Keep Watching (2017)

1 Star (out of 4)

Stop 'Watching'

By Jeffrey M. Anderson

This horror-thriller uses its dozens (hundreds?) of hidden cameras as a gimmick, which constantly distracts from the story; yet the story and themes are absurdly thin. It's all practically pointless.

In Keep Watching, the Mitchell family — widowed father Adam (Ioan Gruffudd), his new girlfriend Olivia (Natalie Martinez), his teen daughter Jamie (Bella Thorne), and younger son DJ (Chandler Riggs) — arrives home. Little do they know that their house is now riddled with tiny, hidden cameras, the modus operandi of a group of vicious killers, who upload videos their savage deeds for people to watch.

Uncle Matt (Leigh Whannell) also drops by, and while he's investigating a mysterious occurrence, he's taken out. More nasty attacks happen, and before long, the survivors are hiding in the basement, looking for a way out. But, did the killers plan this whole thing all along? And what is their ultimate goal?

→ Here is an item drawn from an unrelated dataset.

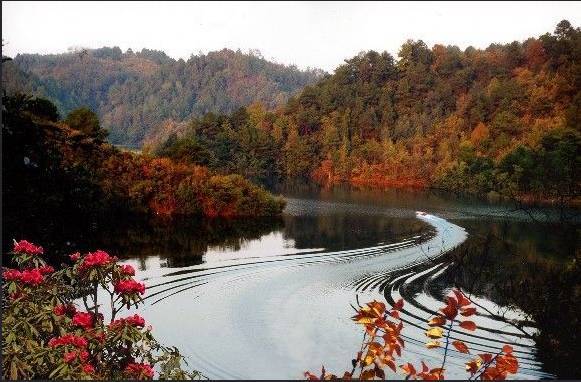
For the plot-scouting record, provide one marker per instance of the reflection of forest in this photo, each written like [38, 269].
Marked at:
[342, 231]
[534, 267]
[179, 242]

Keep Watching was withheld from critics and released for one night only, Halloween, before its home debut (sympathies to those who spent their October 31 watching it). It's flawed to its very core. The killers' only motive seems to be to get online views, and the movie is not smart enough to comment upon this in any meaningful way. The final "twist" doesn't even have anything to do with this theme (and doesn't make sense).

Meanwhile, the bad guys magically seem to have a camera for every occasion, and every conceivable angle. They even have a moving camera on tracks, mounted under a table, for the time that Jamie ducks under there, looking for an escape. Moreover, someone appears to either be editing all this footage on the fly, or at least edited it after the fact. (Who?)

After all this framework, the characters at the center don't offer much to care about; they mostly argue and think about themselves. It doesn't even seem to matter much when any of them are brutally murdered. This ought to be called "Stop Watching".